Savannah sonrió apenas, pero se le notaba el cansancio.
—Y pensar que acepté este trabajo porque quería aprender.

—Y lo estás haciendo —dijo Emma—. Estás aprendiendo que algunos jefes son idiotas con traje caro.

—Emma… —Savannah bajó la voz—. A veces siento que él no es así todo el tiempo. Hay momentos en los que parece… no sé, diferente.

—Sav, no empieces —interrumpió Emma—. No busques el lado bueno en alguien que no sabe tratarte bien.

Savannah no respondió. Miró por la ventana, en silencio.
Una parte de ella sabía que su amiga tenía razón.
Pero otra parte, más terca, más tonta, quería entender por qué Adrien era así con ella.

En su oficina, Adrien miraba por el ventanal, con las manos en los bolsillos.
Ethan, su mejor amigo y socio en algunos proyectos, lo observaba desde la puerta con una sonrisa burlona.

—Te estás pasando, hermano.

—¿De qué hablas? —preguntó Adrien sin mirarlo.

—De tu secretaria.
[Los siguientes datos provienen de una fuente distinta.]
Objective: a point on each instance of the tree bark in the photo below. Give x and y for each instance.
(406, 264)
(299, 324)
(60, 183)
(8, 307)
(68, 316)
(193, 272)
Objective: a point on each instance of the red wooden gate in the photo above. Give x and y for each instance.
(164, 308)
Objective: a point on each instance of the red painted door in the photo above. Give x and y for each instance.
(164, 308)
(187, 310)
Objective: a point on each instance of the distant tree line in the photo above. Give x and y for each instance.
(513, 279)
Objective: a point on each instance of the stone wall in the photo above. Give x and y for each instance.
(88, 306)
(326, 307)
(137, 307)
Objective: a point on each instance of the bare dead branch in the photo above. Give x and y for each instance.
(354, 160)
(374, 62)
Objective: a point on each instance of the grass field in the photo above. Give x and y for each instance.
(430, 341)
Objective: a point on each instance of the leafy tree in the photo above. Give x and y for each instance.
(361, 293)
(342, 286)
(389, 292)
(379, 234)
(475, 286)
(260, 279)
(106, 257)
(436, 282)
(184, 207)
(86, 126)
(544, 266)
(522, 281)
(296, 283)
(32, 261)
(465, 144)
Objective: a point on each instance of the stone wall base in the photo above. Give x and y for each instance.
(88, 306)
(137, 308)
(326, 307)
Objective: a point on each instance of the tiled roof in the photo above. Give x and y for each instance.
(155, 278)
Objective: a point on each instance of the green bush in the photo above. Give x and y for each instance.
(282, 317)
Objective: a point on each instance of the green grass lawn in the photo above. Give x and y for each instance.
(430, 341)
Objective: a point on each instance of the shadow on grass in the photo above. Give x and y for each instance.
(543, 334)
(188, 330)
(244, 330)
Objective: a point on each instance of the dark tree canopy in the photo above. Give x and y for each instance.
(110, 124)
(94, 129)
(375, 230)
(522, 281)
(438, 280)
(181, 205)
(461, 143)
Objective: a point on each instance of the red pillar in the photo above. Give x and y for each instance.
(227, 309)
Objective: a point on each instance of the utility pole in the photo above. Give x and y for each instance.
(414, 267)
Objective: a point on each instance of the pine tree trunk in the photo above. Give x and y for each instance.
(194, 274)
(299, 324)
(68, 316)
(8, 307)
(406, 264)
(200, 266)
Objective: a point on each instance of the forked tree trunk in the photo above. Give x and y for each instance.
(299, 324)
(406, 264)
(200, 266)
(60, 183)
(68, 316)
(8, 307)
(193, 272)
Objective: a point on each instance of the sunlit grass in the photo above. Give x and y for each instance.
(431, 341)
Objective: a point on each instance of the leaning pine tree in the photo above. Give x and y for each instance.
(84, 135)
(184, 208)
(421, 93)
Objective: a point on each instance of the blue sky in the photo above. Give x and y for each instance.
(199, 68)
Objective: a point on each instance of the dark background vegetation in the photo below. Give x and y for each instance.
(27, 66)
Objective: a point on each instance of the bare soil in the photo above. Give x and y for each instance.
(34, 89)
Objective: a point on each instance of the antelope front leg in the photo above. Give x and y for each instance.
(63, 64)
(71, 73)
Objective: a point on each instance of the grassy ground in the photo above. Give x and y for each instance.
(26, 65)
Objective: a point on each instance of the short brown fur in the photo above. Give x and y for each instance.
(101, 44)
La pobre chica casi sale corriendo llorando.

Adrien se giró, molesto.
—No necesito que me digas cómo manejar a mis empleados.

—Lo digo porque no pareces manejarte bien a ti mismo —contestó Ethan, alzando una ceja—. Desde que esa chica llegó, estás más irritable.
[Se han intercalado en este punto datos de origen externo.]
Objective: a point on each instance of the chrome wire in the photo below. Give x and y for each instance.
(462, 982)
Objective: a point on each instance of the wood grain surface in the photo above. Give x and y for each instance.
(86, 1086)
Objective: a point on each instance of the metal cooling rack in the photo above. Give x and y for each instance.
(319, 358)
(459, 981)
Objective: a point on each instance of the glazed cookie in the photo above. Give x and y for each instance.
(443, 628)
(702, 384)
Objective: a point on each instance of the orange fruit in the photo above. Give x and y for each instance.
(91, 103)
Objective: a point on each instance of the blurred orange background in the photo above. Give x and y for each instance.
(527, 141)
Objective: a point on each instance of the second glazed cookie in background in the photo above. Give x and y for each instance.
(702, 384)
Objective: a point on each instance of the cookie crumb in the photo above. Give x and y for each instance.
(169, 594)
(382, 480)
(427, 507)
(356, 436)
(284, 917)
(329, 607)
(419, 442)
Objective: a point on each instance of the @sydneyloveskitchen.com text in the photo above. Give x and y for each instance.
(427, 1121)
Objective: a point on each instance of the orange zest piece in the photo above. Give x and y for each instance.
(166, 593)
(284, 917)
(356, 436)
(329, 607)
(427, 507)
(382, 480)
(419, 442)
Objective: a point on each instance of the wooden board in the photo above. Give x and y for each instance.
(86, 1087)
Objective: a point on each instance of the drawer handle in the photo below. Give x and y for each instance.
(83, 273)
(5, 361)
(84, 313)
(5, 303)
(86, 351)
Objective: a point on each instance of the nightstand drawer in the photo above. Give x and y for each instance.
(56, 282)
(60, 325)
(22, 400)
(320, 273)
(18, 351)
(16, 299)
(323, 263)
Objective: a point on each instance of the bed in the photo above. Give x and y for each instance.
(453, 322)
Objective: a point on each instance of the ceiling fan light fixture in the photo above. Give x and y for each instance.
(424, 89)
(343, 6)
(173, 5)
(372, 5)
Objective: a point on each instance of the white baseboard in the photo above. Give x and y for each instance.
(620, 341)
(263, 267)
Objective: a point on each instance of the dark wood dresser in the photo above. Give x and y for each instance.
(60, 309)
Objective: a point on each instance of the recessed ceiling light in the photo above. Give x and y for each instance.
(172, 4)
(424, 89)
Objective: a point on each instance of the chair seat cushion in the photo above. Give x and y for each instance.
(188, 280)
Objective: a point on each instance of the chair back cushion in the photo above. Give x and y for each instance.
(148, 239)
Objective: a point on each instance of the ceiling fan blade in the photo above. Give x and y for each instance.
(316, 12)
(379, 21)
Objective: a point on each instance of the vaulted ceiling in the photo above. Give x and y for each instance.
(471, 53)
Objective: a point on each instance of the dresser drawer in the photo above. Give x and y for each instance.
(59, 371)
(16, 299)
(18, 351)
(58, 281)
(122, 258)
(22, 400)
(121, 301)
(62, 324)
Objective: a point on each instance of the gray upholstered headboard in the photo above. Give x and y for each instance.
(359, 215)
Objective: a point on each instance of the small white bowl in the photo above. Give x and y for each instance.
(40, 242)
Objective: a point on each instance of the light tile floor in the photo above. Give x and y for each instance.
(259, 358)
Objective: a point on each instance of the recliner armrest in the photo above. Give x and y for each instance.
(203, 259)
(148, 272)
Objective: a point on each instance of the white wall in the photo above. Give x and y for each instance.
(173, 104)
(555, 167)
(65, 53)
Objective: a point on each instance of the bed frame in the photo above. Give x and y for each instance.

Adrien lo fulminó con la mirada.
—Ella no tiene nada que ver.

—Claro, claro —dijo Ethan riendo—. Entonces dime, ¿por qué la miras cada vez que pasa por la puerta?

Adrien no respondió.
Solo apretó los puños y volvió la mirada a la ventana.

—No es asunto tuyo.

Ethan sonrió.
—Tienes razón. Pero igual te lo diré: cuidado, Adrien. El odio y la atracción son dos caras de la misma moneda.

Adrien lo ignoró. Pero por dentro, esas palabras lo golpearon más de lo que admitía.

Ese fue el día en que Savannah decidió que odiaría a Adrien Ferrari.
Lo que no sabía era que el odio puede transformarse en algo mucho más peligroso.